O direito de exportação cria diferença entre o preço internacional e a receita do exportador. Parte dessa diferença tende a ser transmitida para trás, conforme elasticidades, estrutura de mercado e disponibilidade de destinos. O frigorífico pode reduzir preço do gado; o produtor ajusta retenção de matrizes, peso e investimento; fornecedores recebem menor demanda. Não é correto afirmar que toda alíquota recai em um único elo, mas também não é correto tratá-la como cobrança neutra sobre "renda externa".

Sua incidência sobre valor FOB distingue-se do imposto sobre lucro. Mesmo quando a operação possui margem pequena, o tributo é calculado sobre a exportação. A elevação do preço internacional aumenta arrecadação, porém também pode elevar custos de reposição. Essa estrutura amplia risco e incentiva planejamento por classificação, composição e destino. O dever de precisão aduaneira cresce.

A justificativa de desacoplar preço doméstico e internacional merece exame. A carne é conjunto de cortes e subprodutos. Alguns itens possuem alta demanda externa e consumo local reduzido; impedir sua exportação não barateia necessariamente cortes populares. Ao reduzir valor total da carcaça, o tributo pode exigir preço maior nos demais itens para preservar operação ou pode reduzir pagamento ao produtor.
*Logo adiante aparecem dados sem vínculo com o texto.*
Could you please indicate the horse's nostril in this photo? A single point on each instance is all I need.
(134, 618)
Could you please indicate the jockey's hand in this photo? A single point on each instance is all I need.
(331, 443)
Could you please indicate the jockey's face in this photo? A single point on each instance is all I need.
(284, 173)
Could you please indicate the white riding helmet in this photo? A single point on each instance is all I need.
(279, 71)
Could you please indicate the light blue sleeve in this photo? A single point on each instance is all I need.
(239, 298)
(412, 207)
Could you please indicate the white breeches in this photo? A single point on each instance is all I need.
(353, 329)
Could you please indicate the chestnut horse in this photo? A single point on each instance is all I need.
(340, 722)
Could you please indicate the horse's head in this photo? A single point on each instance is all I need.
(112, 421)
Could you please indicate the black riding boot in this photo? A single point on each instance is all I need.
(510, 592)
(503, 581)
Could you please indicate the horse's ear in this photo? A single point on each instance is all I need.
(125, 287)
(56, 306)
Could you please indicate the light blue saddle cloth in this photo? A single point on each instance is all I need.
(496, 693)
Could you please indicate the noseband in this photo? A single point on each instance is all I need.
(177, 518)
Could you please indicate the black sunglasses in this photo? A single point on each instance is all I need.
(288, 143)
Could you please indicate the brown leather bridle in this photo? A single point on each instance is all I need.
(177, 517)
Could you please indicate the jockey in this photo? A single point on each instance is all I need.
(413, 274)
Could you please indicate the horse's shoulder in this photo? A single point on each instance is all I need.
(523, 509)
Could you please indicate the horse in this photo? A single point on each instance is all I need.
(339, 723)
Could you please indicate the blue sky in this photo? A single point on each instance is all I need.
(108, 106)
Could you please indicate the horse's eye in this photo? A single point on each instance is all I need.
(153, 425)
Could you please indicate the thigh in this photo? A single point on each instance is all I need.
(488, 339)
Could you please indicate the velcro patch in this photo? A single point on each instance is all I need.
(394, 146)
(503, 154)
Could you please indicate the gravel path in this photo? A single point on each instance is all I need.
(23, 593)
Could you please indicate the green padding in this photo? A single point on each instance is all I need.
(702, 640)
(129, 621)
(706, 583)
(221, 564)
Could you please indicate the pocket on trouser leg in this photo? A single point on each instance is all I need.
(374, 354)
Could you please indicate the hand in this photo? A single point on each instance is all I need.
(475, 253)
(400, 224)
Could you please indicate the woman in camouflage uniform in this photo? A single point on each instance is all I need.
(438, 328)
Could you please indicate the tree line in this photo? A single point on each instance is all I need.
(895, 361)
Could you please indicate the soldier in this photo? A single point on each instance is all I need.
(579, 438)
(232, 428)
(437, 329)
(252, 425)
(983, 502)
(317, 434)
A política precisa modelar o mix, não apenas tonelagem agregada.

Do ponto de vista jurídico, previsibilidade é tão importante quanto nível. Investimento pode suportar alíquota conhecida melhor que sucessivas mudanças. Decreto com vigência imediata sobre contratos e estoques rompe cálculo. Período de transição, anterioridade quando aplicável, consulta e publicação dos anexos em formato pesquisável reduzem custo sem retirar competência estatal.

A delegação do artigo 755 do Código Aduaneiro deve ser interpretada dentro dos artigos 4, 17, 75 e 76 da Constituição. A discussão sobre limites de delegação tributária exige considerar lei habilitante, bases e prazo. Este artigo não afirma invalidade abstrata; defende controle legislativo e judicial efetivo, motivação e respeito à propriedade. Preferência normativa não deve ser apresentada como descrição de sentença inexistente.

Uma eliminação gradual crível permite ajuste fiscal e produtivo. O cronograma pode estabelecer etapas automáticas, condicionadas apenas a indicadores objetivos previamente definidos. Condição discricionária anual reduz valor da promessa. Se superávit é requisito, a fórmula deve indicar fonte, período e autoridade certificadora. Transparência transforma objetivo político em expectativa verificável.

A desoneração deve alcançar simultaneamente restituição de tributos internos. Zerar direito e manter crédito fiscal acumulado não produz neutralidade. A autoridade tributária pode automatizar devolução com análise de risco e posterior auditoria. Fraude deve ser punida, mas não se deve presumir irregularidade de todo exportador. Capital retido impede compra de gado e concentra mercado.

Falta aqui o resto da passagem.